Sebelas perkara yang diajukan untuk penghentian penuntutan terdiri dari berbagai jenis tindak pidana. Lima perkara berada dalam Seksi A, yakni satu perkara penganiayaan yang diajukan oleh Kejari Banyuwangi, dua perkara penganiayaan yang diajukan oleh Kejari Kabupaten Blitar dan Kejari Kabupaten Probolinggo, satu perkara penadahan yang diajukan oleh Kejari Surabaya, serta satu perkara pencurian yang diajukan oleh Kejari Bangkalan. Dua perkara lainnya berada dalam Seksi B, yaitu satu perkara penyalahgunaan narkotika yang diajukan oleh Kejari Kota Malang dan satu perkara penyalahgunaan narkotika lainnya yang diajukan oleh Kejari Sampang. Sementara itu, empat perkara berada dalam Seksi E, yang seluruhnya merupakan kasus kecelakaan lalu lintas dan diajukan oleh Kejari Surabaya, Kejari Kota Malang, Kejari Tuban, serta Kejari Kabupaten Blitar.
Kajati Jatim Mia Amiati menegaskan bahwa penghentian penuntutan berdasarkan keadilan restoratif ini merupakan bukti komitmen negara dalam memberikan pendekatan yang lebih manusiawi dalam penegakan hukum. Tujuan utama dari kebijakan ini adalah menciptakan rasa keadilan di masyarakat, terutama bagi mereka yang mungkin merasa terpinggirkan. Keadilan restoratif memberikan kesempatan bagi pelaku dan korban untuk mencapai kesepakatan damai, dengan fokus pada pemulihan kerugian korban dan reintegrasi pelaku ke dalam masyarakat.
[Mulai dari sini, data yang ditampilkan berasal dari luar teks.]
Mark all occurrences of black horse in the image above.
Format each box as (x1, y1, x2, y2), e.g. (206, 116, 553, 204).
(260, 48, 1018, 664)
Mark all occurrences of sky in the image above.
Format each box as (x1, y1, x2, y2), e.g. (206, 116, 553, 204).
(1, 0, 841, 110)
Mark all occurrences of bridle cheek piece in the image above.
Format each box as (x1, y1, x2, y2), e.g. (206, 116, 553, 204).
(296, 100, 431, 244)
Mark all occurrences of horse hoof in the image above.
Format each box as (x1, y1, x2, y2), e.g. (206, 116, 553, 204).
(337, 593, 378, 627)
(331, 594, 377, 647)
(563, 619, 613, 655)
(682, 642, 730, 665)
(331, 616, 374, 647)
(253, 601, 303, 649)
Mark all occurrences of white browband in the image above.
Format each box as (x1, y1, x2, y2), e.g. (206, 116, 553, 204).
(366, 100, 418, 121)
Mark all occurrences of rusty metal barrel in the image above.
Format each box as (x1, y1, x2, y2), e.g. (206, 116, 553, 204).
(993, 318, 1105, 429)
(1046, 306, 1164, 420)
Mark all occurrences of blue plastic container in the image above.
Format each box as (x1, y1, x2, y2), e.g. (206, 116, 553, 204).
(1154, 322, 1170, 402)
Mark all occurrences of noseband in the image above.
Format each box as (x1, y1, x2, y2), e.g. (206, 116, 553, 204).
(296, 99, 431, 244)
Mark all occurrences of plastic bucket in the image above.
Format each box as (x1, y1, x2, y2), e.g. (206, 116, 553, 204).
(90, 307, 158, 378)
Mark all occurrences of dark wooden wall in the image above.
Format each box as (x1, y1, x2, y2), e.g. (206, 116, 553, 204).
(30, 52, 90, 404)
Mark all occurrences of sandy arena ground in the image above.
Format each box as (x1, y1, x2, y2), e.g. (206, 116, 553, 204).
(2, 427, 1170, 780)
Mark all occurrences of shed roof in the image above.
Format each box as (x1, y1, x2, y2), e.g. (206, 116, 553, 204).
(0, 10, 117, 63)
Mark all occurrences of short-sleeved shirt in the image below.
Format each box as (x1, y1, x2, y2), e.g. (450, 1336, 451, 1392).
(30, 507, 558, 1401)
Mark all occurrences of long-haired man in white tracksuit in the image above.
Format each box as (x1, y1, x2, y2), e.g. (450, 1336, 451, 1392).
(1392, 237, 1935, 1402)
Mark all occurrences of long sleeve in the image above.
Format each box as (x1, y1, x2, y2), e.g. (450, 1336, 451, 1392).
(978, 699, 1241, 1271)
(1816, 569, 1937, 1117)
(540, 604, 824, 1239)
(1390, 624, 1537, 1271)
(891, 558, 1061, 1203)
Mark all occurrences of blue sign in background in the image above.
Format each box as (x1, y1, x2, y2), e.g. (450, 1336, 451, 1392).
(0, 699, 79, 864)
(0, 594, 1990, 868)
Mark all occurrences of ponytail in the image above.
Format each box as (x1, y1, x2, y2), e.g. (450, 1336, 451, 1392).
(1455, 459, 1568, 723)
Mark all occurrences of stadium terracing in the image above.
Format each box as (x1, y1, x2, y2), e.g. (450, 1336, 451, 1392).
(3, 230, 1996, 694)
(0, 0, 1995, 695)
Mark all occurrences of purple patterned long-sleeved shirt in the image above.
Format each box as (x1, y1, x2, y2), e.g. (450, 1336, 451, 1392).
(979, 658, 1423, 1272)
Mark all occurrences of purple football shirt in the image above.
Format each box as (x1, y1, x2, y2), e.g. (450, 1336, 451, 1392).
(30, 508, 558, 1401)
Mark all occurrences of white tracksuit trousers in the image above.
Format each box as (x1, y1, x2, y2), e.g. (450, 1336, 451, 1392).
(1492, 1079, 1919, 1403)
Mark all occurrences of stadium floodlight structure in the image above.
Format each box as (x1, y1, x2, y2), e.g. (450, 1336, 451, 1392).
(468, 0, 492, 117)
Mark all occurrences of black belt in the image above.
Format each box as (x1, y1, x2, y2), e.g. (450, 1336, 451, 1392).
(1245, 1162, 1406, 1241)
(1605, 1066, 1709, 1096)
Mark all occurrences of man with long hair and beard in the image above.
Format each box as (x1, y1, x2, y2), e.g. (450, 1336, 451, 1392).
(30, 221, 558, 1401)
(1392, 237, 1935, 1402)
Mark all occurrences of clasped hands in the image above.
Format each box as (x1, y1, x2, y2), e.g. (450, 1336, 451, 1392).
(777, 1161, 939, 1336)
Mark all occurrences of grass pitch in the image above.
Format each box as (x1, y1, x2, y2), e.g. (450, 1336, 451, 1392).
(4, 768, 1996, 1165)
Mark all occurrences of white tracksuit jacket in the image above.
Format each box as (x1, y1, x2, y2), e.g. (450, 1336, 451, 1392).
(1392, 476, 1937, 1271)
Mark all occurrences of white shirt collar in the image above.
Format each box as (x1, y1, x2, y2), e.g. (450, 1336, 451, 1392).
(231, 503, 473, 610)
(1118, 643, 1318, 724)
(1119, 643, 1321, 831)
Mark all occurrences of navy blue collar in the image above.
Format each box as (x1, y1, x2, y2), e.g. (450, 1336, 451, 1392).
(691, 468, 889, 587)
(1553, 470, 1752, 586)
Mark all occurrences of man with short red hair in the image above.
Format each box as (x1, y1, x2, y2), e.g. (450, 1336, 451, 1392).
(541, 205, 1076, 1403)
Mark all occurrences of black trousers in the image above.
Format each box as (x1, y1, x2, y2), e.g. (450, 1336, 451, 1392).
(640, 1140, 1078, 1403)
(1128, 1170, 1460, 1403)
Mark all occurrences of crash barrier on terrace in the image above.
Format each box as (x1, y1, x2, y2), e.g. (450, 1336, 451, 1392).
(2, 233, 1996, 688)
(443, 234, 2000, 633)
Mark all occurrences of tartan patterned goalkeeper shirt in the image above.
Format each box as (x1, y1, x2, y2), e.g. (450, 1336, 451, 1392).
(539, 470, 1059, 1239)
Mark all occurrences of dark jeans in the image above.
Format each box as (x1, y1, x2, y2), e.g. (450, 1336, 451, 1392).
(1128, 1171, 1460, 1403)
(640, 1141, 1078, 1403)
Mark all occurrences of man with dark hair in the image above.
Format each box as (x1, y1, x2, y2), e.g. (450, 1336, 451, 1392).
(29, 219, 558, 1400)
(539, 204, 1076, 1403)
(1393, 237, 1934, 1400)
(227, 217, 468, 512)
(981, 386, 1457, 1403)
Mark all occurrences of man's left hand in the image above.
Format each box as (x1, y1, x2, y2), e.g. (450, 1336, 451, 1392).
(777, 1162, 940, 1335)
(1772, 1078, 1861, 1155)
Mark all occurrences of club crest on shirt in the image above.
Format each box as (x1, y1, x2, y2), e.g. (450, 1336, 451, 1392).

Mia Amiati menambahkan bahwa Keadilan restoratif bukanlah bentuk impunitas bagi pelaku kejahatan. Proses ini memiliki persyaratan ketat, di antaranya hanya berlaku bagi tersangka yang baru pertama kali melakukan tindak pidana dengan ancaman hukuman tidak lebih dari lima tahun penjara. Selain itu, harus ada kesepakatan damai antara korban dan tersangka serta pemulihan hak-hak korban dengan respon positif dari masyarakat. Untuk kasus penyalahgunaan narkotika, tersangka harus merupakan pengguna untuk diri sendiri (end-user), bukan produsen, bandar, pengedar, atau kurir narkotika.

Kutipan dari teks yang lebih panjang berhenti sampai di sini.